Hi
I’m trying to use the cuda memory pool with cudaMallocAsync and cudaFreeAsync. I tried a very simple example to see how it works, and it seems to work correctly, though I get a lot of errors when running with cuda-memcheck. My code looks something like:
uint8_t* devPtr;
cudaMallocAsync(&devPtr, 1, stream);
cudaMemsetAsync(devPtr, 0, 1, stream);
cudaMemcpyAsync(hostPtr, devPtr, 1, cudaMemcpyDefault, stream);
cudaFreeAsync(devPtr, stream);
When I run this through cuda-memcheck I get errors like:
========= Host API memory access error at host access to 0x302000600 of size 1 bytes
========= Invalid start allocation on access by cudaMemcopy source.

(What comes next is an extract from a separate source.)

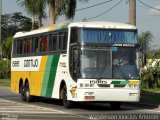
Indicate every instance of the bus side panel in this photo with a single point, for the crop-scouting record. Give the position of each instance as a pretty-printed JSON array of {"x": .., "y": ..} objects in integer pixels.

========= Saved host backtrace up to driver entry point at error
========= Host Frame:/lib/x86_64-linux-gnu/libcuda.so (cuMemcpyAsync + 0x209) [0x225f09]
Is there a known incompatibility between cuda-memcheck and the cuda memory pool? Or am I missing something when using the async malloc/free?
Edit: I just tested the example in cuda-samples/Samples/streamOrderedAllocation/
, and the exact same thing happens there. Lots of errors when running with cuda-memcheck.
Thanks
Yannick